The S&P 500 eased back almost 1% to relinquish the 61.8% retracement at 2934 but closing at 2912 it finished well off the lows. Both the Dow and the S&P 500 recorded their best months since 1987 as equity markets rebounded on central bank largesse, government bailouts and the outperformance of US tech over just about anything else. The tech-heavy Nasdaq was up 19% for the month and is nearly flat for the year. It’s shame we don’t really have any tech firms left, as nothing else is growing.
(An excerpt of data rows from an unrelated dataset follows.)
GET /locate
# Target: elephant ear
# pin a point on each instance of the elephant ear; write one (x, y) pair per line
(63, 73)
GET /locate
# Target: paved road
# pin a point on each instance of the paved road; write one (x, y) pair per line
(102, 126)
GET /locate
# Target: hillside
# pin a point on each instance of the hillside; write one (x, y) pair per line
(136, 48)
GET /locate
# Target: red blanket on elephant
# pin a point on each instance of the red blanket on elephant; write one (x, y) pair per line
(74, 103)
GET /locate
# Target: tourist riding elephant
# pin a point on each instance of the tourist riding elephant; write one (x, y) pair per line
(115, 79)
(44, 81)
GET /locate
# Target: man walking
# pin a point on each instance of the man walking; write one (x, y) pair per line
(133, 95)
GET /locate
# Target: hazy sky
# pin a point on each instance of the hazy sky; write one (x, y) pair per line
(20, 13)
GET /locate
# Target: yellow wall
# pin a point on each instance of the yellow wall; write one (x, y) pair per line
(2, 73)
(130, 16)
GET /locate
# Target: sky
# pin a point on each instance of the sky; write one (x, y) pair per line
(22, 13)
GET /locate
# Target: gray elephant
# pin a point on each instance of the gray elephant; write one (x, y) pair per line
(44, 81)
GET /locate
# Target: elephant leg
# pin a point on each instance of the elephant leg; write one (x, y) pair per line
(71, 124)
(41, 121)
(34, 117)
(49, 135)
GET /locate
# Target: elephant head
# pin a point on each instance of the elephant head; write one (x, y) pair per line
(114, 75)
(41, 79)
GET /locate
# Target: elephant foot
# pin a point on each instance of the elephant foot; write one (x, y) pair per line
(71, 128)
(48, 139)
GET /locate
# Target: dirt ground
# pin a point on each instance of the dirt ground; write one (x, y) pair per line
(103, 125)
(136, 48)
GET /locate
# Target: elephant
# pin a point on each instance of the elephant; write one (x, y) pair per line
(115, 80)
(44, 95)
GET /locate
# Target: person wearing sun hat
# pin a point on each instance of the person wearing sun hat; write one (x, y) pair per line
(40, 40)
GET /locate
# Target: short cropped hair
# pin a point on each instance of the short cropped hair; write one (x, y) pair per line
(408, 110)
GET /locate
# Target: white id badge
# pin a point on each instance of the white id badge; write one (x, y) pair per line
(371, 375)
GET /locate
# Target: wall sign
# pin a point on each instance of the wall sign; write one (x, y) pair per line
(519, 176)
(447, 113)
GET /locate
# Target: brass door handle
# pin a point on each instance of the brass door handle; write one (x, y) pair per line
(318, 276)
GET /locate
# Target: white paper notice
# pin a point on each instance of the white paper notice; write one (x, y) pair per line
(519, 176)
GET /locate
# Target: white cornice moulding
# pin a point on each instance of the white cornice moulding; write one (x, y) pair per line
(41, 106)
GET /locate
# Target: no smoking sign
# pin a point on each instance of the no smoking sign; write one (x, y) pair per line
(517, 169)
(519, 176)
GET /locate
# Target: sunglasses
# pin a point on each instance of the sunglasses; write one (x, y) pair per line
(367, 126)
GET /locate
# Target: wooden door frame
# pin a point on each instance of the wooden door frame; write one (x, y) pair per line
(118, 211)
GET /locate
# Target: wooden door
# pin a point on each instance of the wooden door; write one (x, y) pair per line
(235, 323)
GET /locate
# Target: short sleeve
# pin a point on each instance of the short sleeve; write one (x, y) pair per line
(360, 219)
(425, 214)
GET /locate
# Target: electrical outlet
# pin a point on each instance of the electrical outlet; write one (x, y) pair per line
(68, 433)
The FTSE 100 endured a terrible session, finishing 3.5% weaker as Shell tumbled, just holding onto 5900 and the 38.2% retracement of the drawdown. At Friday’s open the index shipped another 2% to break under 5800 and move back to where it opened on Monday at 5,752, completing a 400-pt round trip this week. This will be a level bulls will seek to defend. RBS shares rallied 3%, whilst Lloyds fell 4%. RBS said profits fell 59% to £288m as it set aside £800 for loan losses. But revenues were down just 1.6% at £3.2bn – Lloyds reported an 11% decline in revenues. Something doesn’t look right.
South Korean exports declined 24.3%, the worst slump in 11 years. Japanese factory activity fell to its lowest since 2009. The AIG Australian PMI dropped by 17.9 points to 35.8 in April, its largest month-to-month fall in the 28 years since it began. New Zealand consumer confidence fell 21 points in April to 84.8, where it troughed in 2008. Today’s main event will be the US ISM manufacturing PMI, which is seen declining to 36.7 from 49.1 a month ago.
Donald Trump is threatening new tariffs on China in retaliation for the coronavirus – trade tensions back on the agenda won’t be terribly positive for risk appetite but for now remains something on the margins. But the US and Europe will demand China steps up – if we talk about what permanent changes are taking place or what trends have accelerated sharply, then deglobalisation has to be at the forefront.
Apple shares declined in extended trading after it reported a slowdown in revenue growth and declined to offer guidance for the June quarter. It will however continue to buy back stock and increased its share repurchase programme by $50bn. Revenues from iPhones declined 7% to $29bn, but Services revenues rose 16% to $13.3bn. Overall revenue growth was down to +0.5% vs 9% in the previous quarter.